No. Not the trees. The mind beyond the trees. The trees were only a gate, a way through.

A flash of a memory came to her, an impression from when she was part, a tiny part, of a mind that could hold a thousand minds like hers. She was giving something, receiving something. An insight. But who was giving and who was receiving? The insight was too big for her, but she could hold a part of it in her head, like a twig that resembled the tree. It was about cultivation, that much she understood.

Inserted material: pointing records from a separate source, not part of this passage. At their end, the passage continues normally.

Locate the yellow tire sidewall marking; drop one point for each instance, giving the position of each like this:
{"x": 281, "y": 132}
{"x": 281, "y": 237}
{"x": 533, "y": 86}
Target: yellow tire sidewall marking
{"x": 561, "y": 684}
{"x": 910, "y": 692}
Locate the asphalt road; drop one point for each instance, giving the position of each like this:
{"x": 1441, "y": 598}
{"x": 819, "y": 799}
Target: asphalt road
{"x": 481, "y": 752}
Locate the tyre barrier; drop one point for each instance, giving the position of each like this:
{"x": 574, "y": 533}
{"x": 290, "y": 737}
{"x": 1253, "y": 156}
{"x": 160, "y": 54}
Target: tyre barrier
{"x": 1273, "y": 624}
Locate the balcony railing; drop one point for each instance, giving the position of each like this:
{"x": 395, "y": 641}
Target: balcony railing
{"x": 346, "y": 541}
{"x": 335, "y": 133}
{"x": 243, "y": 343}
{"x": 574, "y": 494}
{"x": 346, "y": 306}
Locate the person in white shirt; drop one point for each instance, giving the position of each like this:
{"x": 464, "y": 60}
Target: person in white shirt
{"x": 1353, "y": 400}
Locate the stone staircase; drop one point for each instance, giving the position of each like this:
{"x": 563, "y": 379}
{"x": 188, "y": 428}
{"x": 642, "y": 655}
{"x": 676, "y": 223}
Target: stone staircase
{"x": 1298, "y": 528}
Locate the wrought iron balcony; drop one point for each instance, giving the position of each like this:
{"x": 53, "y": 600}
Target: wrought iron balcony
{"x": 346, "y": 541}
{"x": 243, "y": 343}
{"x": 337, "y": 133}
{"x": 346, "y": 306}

Her next step became obvious.

She quieted her thoughts and reached, reached to the tree, to the flowers, remembering that they were her, knowing that they were her. She forged the connection, just as she did when she used Two Minds One Self, just as she did when she reached out to the very first little lotus.

There was a resistance that had never been present before in the sanctum of her own mind. It reminded her of when she made connections with other beings Inside, a sense of a boundary.

It’s a castle, she realized.

Not literally, but the castle of her metaphorical self, the reinforcements of identity, her own castle.

And she was on the wrong side of the wall.

Until the gate opened and the drawbridge lowered and she was invited in.